HIGH PERFORMANCE POLYHYDROXYALKANOATES BASED PACKAGING TO MINIMISE FOOD WASTE

The use of petroleum-based plastic materials in the food packaging area has been increasing over the last decades due to a number of advantages such as their low cost, versatility, mechanical properties, easy processing, etc. However, their abusive use has caused serious issues to the environment. Such is the issue that, up to day, we produce around 300 million tons of plastic waste every year, which is nearly the equivalent to the weight of the entire human population. The problem is that plastic waste — whether in an ocean, or on land — can persist in the environment for centuries and create microplastics as they break down. This is currently causing serious environmental and health problems and for this reason, there has been a growing interest worldwide to replace plastics with biodegradable plastics, with particular attention to replace this on the area of food packaging.
The use of compostable and biodegradable -under environmental conditions- biomaterials and resources are seen as one of the many strategies to minimize the environmental impact of petroleum-based plastics. These materials are compatible with the Circular Bioeconomy strategy, where waste is upcycled into packaging, which is then returning the carbon back to soil via organic recycling. Biodegradable performing packaging derived from contaminant industrial wastes such as cheese whey, has attracted special attention as it could be the definitive solution to fight plastic pollution, without compromising food quality and safety aspects inherent to plastic packaging. For this reason, the YPACK team has been working on innovative food packaging solutions based on polyhydroxyalkanoates (PHA) derived from wastes, that have reached commercial explotation for some of the developed items even during the execution of the project.
Briefly, YPACK has aimed to scale the production and commercial validation of two food packaging solutions based on biodegradable biowaste-derived polyhydroxyalkanoates (PHAs). The actions carried out within the project were:

1. Consumer profiling and market studies in order to identify consumers preferences and market needs.
2. Several processes related to the production of mono and multi-layered systems were optimised and scaled to a pre-industrial scale.
3. High barrier and active performance allowing the preservation of challenging foods.
4. Life cycle analysis (LCA) and shelf-life studies with meat, fruits, vegetables and pasta. The latter activities being currently carried out by two retailers and a food company, partners of the project.

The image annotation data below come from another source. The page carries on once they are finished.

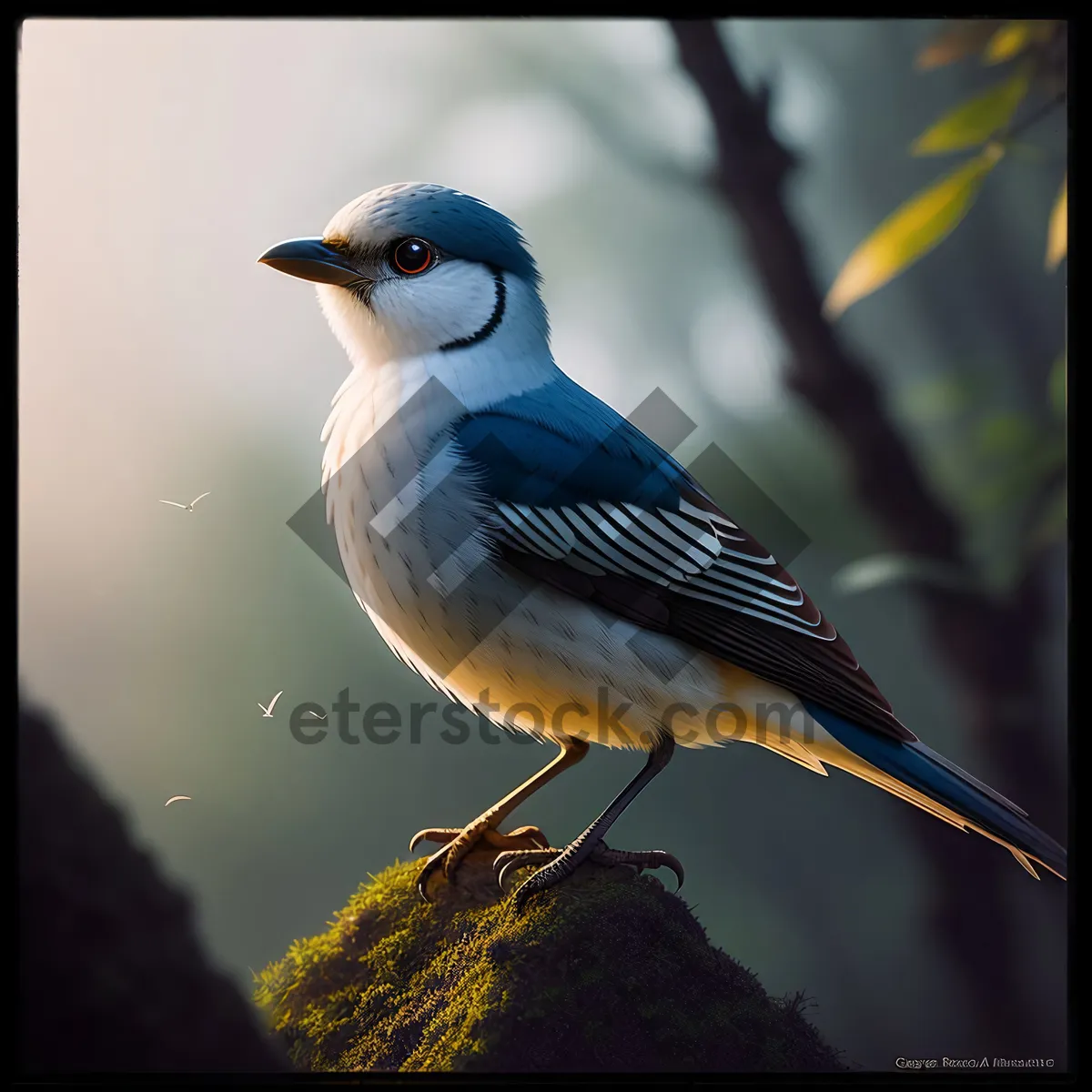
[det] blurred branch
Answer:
[670,20,1065,1045]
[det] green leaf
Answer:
[1048,353,1068,417]
[982,18,1058,65]
[824,144,1005,318]
[982,18,1036,65]
[914,18,1001,70]
[976,413,1037,457]
[1046,174,1069,273]
[1027,481,1069,548]
[831,553,974,595]
[899,376,977,424]
[911,71,1031,155]
[968,433,1066,515]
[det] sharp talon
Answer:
[417,850,447,903]
[410,826,460,853]
[497,861,520,895]
[656,850,684,895]
[492,848,558,891]
[417,875,432,905]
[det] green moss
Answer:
[256,862,845,1072]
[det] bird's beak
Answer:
[258,238,369,288]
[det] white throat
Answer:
[318,273,558,488]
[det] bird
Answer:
[159,490,212,512]
[258,182,1066,912]
[258,690,284,716]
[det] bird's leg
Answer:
[410,736,588,902]
[493,733,682,912]
[492,842,686,891]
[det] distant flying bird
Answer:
[159,490,212,512]
[258,690,284,716]
[258,182,1066,913]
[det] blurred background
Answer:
[18,20,1066,1069]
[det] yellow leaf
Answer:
[911,71,1031,155]
[914,18,1000,70]
[1048,353,1069,417]
[824,144,1005,318]
[1046,175,1069,272]
[982,18,1056,65]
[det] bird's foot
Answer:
[410,815,550,902]
[492,842,683,913]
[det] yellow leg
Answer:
[410,737,589,902]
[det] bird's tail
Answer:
[804,703,1066,879]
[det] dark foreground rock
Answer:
[16,709,288,1075]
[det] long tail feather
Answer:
[804,703,1066,879]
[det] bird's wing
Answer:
[451,379,916,741]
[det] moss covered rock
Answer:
[256,847,845,1072]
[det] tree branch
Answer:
[670,20,1065,1045]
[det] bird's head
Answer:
[258,182,547,364]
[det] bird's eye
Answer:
[391,239,436,277]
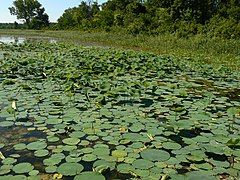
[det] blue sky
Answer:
[0,0,106,23]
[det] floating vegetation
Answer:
[0,42,240,180]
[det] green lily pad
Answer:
[82,154,97,162]
[12,163,34,174]
[74,171,105,180]
[27,141,47,151]
[62,138,80,146]
[140,149,170,161]
[0,121,14,127]
[57,163,84,176]
[2,158,17,165]
[34,149,49,157]
[162,142,181,150]
[132,159,154,169]
[112,150,127,158]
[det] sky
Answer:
[0,0,106,23]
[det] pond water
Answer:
[0,35,57,44]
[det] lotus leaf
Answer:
[74,171,105,180]
[27,141,47,151]
[57,163,84,176]
[2,158,17,165]
[140,149,170,161]
[34,149,49,157]
[12,163,34,174]
[112,150,127,158]
[82,154,97,162]
[63,138,80,146]
[132,159,154,169]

Figure 1.Sketch of YPACK project.

The work performed in the YPACK project has led to two products:
• A multi-layer biobased and bio-degradable film based on poly-hydroxyalkanoates (PHA) with improved oxygen barrier and anti-microbial properties for food packaging applications. This innovative active multilayer film can be regarded as a potential candidate for use in the design of organic recyclable active food packaging, since the active and barrier properties of these materials are advantageous for food preservation. The developed multilayers can be applied as lids for packaging, food contact layers and flow packs. In fact, within the frame of YPACK, the feasibility of these films has been tested as a flow pack for fruit packaging.
• Thermoformed trays (YPACK23, YPACK25 and YPACK27), in which YPACK27 contains almond shell residues and a new grade of PHA derived from cheese whey waste.
Both key exploitable results have resulted in end-product prototypes and have been tested with several foods in commercial shelf-life studies. Towards their exploitability and further commercialization of the products, the idea would be to further optimize the scalability of the process to reduce costs and improve finish quality and to license the technology to companies interested in the products.
Additionally, various results that are not considered scaled products yet, have been referred to as potential intermediate exploitable results, such as:
• Optimization of the microcellulose production from almond industry by-products
• Fine-tuning of a new production process for microbial biomass, rich in PHBV, grown out of cheese whey.
• Electrospun nanofiber based hot-tacks as an alternative to petrochemical adhesives
• Biodegradable active blown film
• Improvements in the development of purification and extraction methods of PHA from cheese whey
In terms of dissemination, the YPACK brand as well as the above-mentioned project results have been shared throughout the timeframe of the project through several activities, including publication of news on the YPACK website and social media (mainly Twitter & LinkedIn), attendance and presentations at webinars and events, newsletters and publication of several scientific publications.

Major advances in the project beyond the state of the art are the development and scaling up of a new cheese whey derived PHA biopolymer and biodegradable thermoformable compounds based on PHA with reduced cost and based on biowaste. It is also a major breakthrough of the project, the development of a high gas barrier multilayer concept that can be thermoformed. The YPACK products make use of safe nanotech strategies such as continuous nanocellulose interlayers and electrospun hot-tacks to exhibit the desired functionalities. Currently, there is no fully biobased compostable packaging that can achieve the targeted properties.
By the end of the project, we have managed to scale fully functional biodegradable packaging, i.e. thermoformed trays and multilayer films. These concepts have been assessed in terms of LCA, biodegradability in the environment and in composting, migration, and as packaging elements for the shelf-life extension of several selected food products, yielding satisfactory results.